The results of stress tests on European banks released last week came under deeper scrutiny. Eight banks failed the test aimed at measuring how well they would hold up under additional financial strain.
But the tests didn’t take into account how banks would fare if Greece or Italy defaults, says Dan Greenhaus, chief global strategist at BTIG. Greece and Italy are among the countries most at risk of defaulting on their debts Associated Press reports.
Italy not only has Europe’s third largest economy but also the world’s third-largest bond market at 1.8 trillion euro ($2.5 trillion). “So far European officials have failed to stabilize a country as small as Greece,” Greenhaus said. “So we have little reason to have faith they’ll fix a country as big as Italy.”
In the U.S., the debt limit debate remains at a standstill in Washington. The Treasury Department says the limit must be raised by Aug. 2 or the government risks defaulting on its debt.
But a deal needs to be reached soon, possibly as early as Friday, to have legislation ready for President Barack Obama to sign by the deadline. Rating agencies warned last week that the impasse puts the country’s triple-A credit rating grade at risk.
House Republicans are preparing to vote Tuesday on their plan that would lift the debt ceiling but also slash spending. The proposal includes a balanced-budget amendment to the U.S. Constitution. President Barack Obama pledged to veto the bill.
The latest delay in reaching a deal is beginning to weigh on markets.
U.S. banks stocks, which would get hit hard in the event of a default, fell sharply. Bank of America slid 2.8 percent, to $9.72, the biggest drop for the 30 stocks in the Dow average. The bank recently announced an $8.5 billion settlement with a group of mortgage bond investors and reports earnings Tuesday. It’s the only major bank trading in the single digits.
Gold rose for the tenth day in a row, jumping 0.8 percent to $1,602.40 an ounce. That’s another record in dollar terms, but it’s still below the high reached in the early 1980s once inflation is taken into account.
Gold has been rising steadily since the start of the month as the countries considered at risk of default expanded beyond Greece to include Italy and the U.S. Traders have been buying gold as an alternative to holding dollars and euros as the debt problems in the U.S. and Europe undermine confidence in both currencies.
Adding to the worries for investors: lowered expectations for the U.S. economy. Economists at Goldman Sachs lowered their estimates for U.S. economic growth in the second and third quarters of the year late Friday. The economists cited weak sales growth and a drop in consumer confidence in cutting their forecast for second-quarter growth to 1.5 percent from 2 percent. Goldman lowered its third quarter estimate to 2.5 percent from 3.25 percent.
Monday’s stock-market sell-off pulled down companies in every industry, especially banks. Even companies reporting strong profits slid lower.

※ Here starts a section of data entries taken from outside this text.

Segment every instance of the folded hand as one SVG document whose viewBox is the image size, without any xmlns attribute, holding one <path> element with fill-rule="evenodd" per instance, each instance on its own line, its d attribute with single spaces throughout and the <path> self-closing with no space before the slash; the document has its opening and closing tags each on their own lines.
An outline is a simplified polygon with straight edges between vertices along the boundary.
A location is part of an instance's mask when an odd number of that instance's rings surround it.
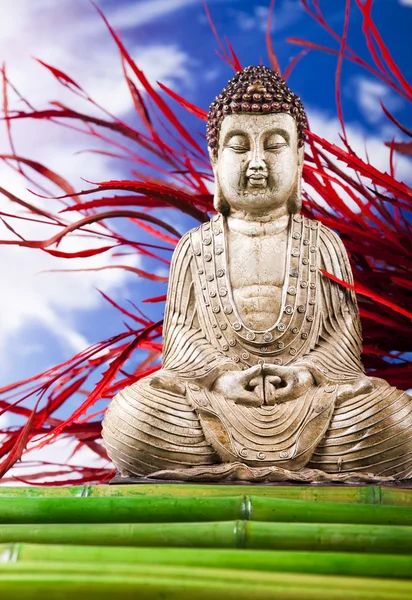
<svg viewBox="0 0 412 600">
<path fill-rule="evenodd" d="M 262 373 L 265 378 L 265 401 L 270 405 L 295 400 L 314 384 L 312 373 L 303 366 L 280 367 L 265 363 Z"/>
<path fill-rule="evenodd" d="M 212 390 L 222 394 L 227 400 L 245 406 L 261 406 L 263 393 L 259 389 L 262 378 L 262 365 L 249 367 L 245 371 L 226 371 L 215 380 Z"/>
</svg>

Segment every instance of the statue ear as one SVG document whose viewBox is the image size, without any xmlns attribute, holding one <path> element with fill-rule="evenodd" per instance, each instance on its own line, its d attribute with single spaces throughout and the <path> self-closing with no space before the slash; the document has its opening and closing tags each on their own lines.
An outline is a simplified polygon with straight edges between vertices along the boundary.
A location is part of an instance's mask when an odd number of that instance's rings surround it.
<svg viewBox="0 0 412 600">
<path fill-rule="evenodd" d="M 302 173 L 303 169 L 303 161 L 305 160 L 305 146 L 303 145 L 298 149 L 298 163 L 300 167 L 300 172 Z"/>
<path fill-rule="evenodd" d="M 211 151 L 211 149 L 209 147 L 208 147 L 208 151 L 209 151 L 210 163 L 211 163 L 212 169 L 213 169 L 213 175 L 215 178 L 215 195 L 213 198 L 213 206 L 214 206 L 216 212 L 222 213 L 222 215 L 228 215 L 230 212 L 230 206 L 223 195 L 222 188 L 220 187 L 219 175 L 217 172 L 217 156 L 215 154 L 213 154 L 213 152 Z"/>
<path fill-rule="evenodd" d="M 209 153 L 210 164 L 212 165 L 213 173 L 215 172 L 216 163 L 217 163 L 217 155 L 213 154 L 212 148 L 210 146 L 207 147 L 207 151 Z"/>
<path fill-rule="evenodd" d="M 298 149 L 298 168 L 296 170 L 296 181 L 287 203 L 288 211 L 292 214 L 298 213 L 302 209 L 302 171 L 304 158 L 305 149 L 302 147 Z"/>
</svg>

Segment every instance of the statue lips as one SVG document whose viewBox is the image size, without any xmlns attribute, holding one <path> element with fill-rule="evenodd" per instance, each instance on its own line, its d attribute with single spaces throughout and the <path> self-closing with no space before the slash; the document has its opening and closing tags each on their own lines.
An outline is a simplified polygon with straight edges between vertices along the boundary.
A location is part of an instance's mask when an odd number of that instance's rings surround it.
<svg viewBox="0 0 412 600">
<path fill-rule="evenodd" d="M 248 183 L 253 188 L 264 188 L 266 187 L 267 175 L 263 173 L 253 173 L 248 176 Z"/>
</svg>

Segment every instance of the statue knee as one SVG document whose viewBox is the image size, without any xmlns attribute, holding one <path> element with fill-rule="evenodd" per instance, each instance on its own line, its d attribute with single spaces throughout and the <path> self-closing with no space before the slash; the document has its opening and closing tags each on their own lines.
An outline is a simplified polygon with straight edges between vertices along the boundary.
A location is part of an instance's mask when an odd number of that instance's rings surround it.
<svg viewBox="0 0 412 600">
<path fill-rule="evenodd" d="M 150 375 L 149 378 L 145 379 L 148 379 L 148 384 L 155 390 L 171 392 L 172 394 L 177 394 L 178 396 L 186 395 L 185 384 L 170 371 L 161 369 L 153 375 Z"/>
<path fill-rule="evenodd" d="M 145 476 L 216 460 L 186 398 L 186 388 L 177 387 L 178 383 L 173 374 L 160 369 L 113 398 L 102 436 L 122 475 Z"/>
</svg>

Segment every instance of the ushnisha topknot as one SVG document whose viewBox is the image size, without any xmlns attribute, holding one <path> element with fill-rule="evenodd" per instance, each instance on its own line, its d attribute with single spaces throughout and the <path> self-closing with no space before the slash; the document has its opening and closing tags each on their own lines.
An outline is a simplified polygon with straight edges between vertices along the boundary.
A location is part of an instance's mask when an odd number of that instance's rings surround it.
<svg viewBox="0 0 412 600">
<path fill-rule="evenodd" d="M 299 148 L 305 143 L 307 122 L 303 104 L 282 77 L 267 67 L 250 66 L 239 71 L 210 105 L 206 138 L 213 155 L 217 154 L 223 118 L 239 112 L 289 113 L 296 121 Z"/>
</svg>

Halliburton Co. ended the day nearly unchanged after posting record revenue in the second quarter. The oil-field service company trounced Wall Street’s earnings estimates as higher oil prices led to more drilling, increasing demand for Halliburton’s services.
News Corp. fell 4.3 percent as the troubles deepened for Rupert Murdoch’s media conglomerate. Rebekah Brooks, the former head of the company’s British newspaper business, was arrested over the weekend in connection with a widening phone-hacking scandal. News Corp. has abandoned its bid to assume full control of the highly lucrative satellite TV company British Sky Broadcasting. News Corp.’s shares are down 15 percent this month.

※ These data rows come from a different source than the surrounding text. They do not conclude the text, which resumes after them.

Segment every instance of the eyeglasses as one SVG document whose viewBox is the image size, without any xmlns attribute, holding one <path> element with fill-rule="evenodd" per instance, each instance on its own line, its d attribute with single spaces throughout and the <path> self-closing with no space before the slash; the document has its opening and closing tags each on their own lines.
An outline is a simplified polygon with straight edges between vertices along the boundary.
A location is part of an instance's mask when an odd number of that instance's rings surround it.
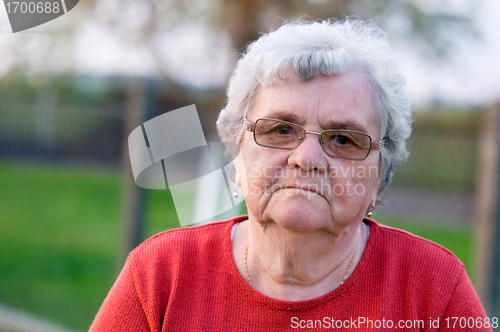
<svg viewBox="0 0 500 332">
<path fill-rule="evenodd" d="M 380 150 L 384 146 L 384 140 L 372 142 L 370 135 L 353 130 L 329 129 L 316 133 L 295 123 L 267 118 L 257 119 L 255 123 L 245 119 L 245 126 L 253 133 L 257 145 L 272 149 L 293 150 L 307 134 L 318 135 L 323 151 L 333 158 L 364 160 L 372 149 Z"/>
</svg>

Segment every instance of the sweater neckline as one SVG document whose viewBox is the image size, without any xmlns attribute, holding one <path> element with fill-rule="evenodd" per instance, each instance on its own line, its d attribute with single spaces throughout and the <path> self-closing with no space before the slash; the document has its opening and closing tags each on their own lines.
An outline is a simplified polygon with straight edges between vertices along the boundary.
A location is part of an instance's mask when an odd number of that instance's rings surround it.
<svg viewBox="0 0 500 332">
<path fill-rule="evenodd" d="M 226 256 L 225 259 L 227 262 L 230 262 L 230 272 L 231 275 L 233 276 L 234 282 L 237 284 L 237 287 L 239 288 L 237 291 L 241 292 L 242 295 L 247 299 L 251 301 L 255 301 L 267 306 L 270 306 L 274 309 L 282 309 L 282 310 L 301 310 L 301 309 L 308 309 L 311 307 L 319 306 L 322 305 L 326 302 L 329 302 L 337 297 L 343 296 L 354 284 L 357 282 L 360 283 L 363 279 L 363 275 L 368 273 L 368 263 L 371 260 L 372 252 L 373 252 L 373 247 L 374 247 L 374 241 L 375 238 L 377 237 L 378 233 L 378 224 L 375 220 L 373 219 L 368 219 L 365 218 L 363 219 L 363 222 L 366 223 L 370 227 L 370 235 L 368 237 L 368 241 L 366 242 L 365 249 L 363 251 L 363 254 L 361 255 L 361 259 L 354 269 L 354 271 L 351 273 L 349 278 L 344 282 L 343 285 L 335 288 L 329 293 L 326 293 L 320 297 L 316 297 L 313 299 L 308 299 L 308 300 L 301 300 L 301 301 L 285 301 L 285 300 L 279 300 L 275 299 L 272 297 L 269 297 L 265 294 L 262 294 L 261 292 L 257 291 L 254 289 L 248 282 L 243 278 L 243 276 L 240 274 L 238 271 L 238 268 L 236 266 L 236 263 L 234 261 L 233 257 L 233 252 L 232 252 L 232 244 L 231 244 L 231 229 L 233 226 L 239 222 L 245 221 L 248 219 L 247 215 L 243 216 L 238 216 L 230 220 L 230 222 L 227 225 L 227 228 L 224 231 L 224 255 Z M 366 279 L 364 279 L 366 280 Z"/>
</svg>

Hasbro Inc. fell 4.8 percent. Stronger sales of Transformers action figures and other products lifted the toy maker’s earnings but not enough to beat Wall Street’s estimates.
Profits at newspaper publisher Gannett Co. Inc. fell 22 percent but it still beat analysts’ estimates by a penny. Gannett said it would start buying back stock and double its quarterly dividend to 8 cents. Gannett’s stock dropped 3.5 percent.
It’s the start of a crowded week of earnings reports. More than 100 of the companies that make up the S&P 500 index are set to release second-quarter results. The list includes the major banks, Apple Inc., Johnson & Johnson and General Electric Co.
Five stocks fell for every one that rose on the New York Stock Exchange. Volume was slightly below average at 3.7 billion shares.